Adding to their rock mystique was the revelation that the angelic Mark Owen was -- who'd have imagined it! -- rather a cad, cheating on his then fiancee no less than 10 times (including a hook-up in the glittering environs of Preston train station).
Not that Boyzone's most talented member is exactly a slouch when it comes to sleazing about. In conducting a fling with backing dancer Francine Cornell and getting temporarily chucked out of the family home for his troubles, Ronan Keating demonstrated he could stand toe-to-toe with Mark Owen in a love-rat face-off.
Alas, it is Boyzone's curse that, what might feel like perfectly appropriate rock star behaviour from anyone else, seems a bit icky when they're involved. Mark Owen arranging a closet fumble with a fellow commuter on the 8am to Manchester is conduct entirely becoming of an out-of-control celebrity. When Keating strays from the marital bonds, it just makes that altar-boy persona even harder to warm to. Call it the Chris de Burgh effect -- the more you know about Keating's personal life, the harder he is to take as a pop star.
There is also the suspicion that, in contrast to Take That, Ronan is keeping his options open. Certainly he isn't staking his entire future on Boyzone's continued popularity. Just this week his quest to become the Daniel O'Donnell you want to throw your knickers at was ratcheted up with the announcement he is to record a syrupy Mother's Day album with the high priest of easy listening, Burt Bacharach.
Of course, for Boyzone there's an added complication. Take That may be back for good with a rejuvenated Williams. For their Dublin rivals, the challenge is coping with the loss of arguably their most charismatic member, Stephen Gately. On their current tour, they are at pains to acknowledge their loss. Sepia footage of the singer in his prime accompanies several songs, whilst a video sequence accompanying the ballad 'One More Song' includes a touching message from his nephew.

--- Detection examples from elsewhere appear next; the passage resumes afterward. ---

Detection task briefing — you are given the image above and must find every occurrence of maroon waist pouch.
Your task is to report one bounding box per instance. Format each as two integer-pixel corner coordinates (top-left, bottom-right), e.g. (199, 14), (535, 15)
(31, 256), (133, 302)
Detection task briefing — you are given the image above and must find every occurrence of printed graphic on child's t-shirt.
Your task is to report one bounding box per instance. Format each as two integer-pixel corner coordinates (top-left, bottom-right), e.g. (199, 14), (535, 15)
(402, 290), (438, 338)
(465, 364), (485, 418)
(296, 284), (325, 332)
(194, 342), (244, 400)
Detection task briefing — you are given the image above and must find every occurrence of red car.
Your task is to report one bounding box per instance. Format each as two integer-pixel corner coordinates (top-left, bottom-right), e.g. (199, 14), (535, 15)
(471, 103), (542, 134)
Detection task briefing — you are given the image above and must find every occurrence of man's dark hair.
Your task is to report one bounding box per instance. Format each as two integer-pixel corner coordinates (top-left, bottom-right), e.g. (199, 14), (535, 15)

Given all of this, the post-Gately comeback tour, which rumbles into Dublin on Tuesday, has a lot riding on it. With middle age tapping on the door, the days when the band can trade on their looks and physique are surely dwindling (why do you think Take That have been made over in Marks and Spencer evening wear and fashionable stubble?). A certain amount of residual fan loyalty can probably be taken for granted.
Nevertheless, to command any sort of mass following in the future, Keating and company are going to have to convince the world that, like Take That, they can transition from pop totty to serious artists. Stating your wish to sound like Bono and Chris Martin represents an unsteady first step, but at least it's a start.
Boyzone play The O2, Dublin, March 15; The INEC, Killarney, Co Kerry, 16; and The Royal Theatre, Castlebar, Co Mayo, 17.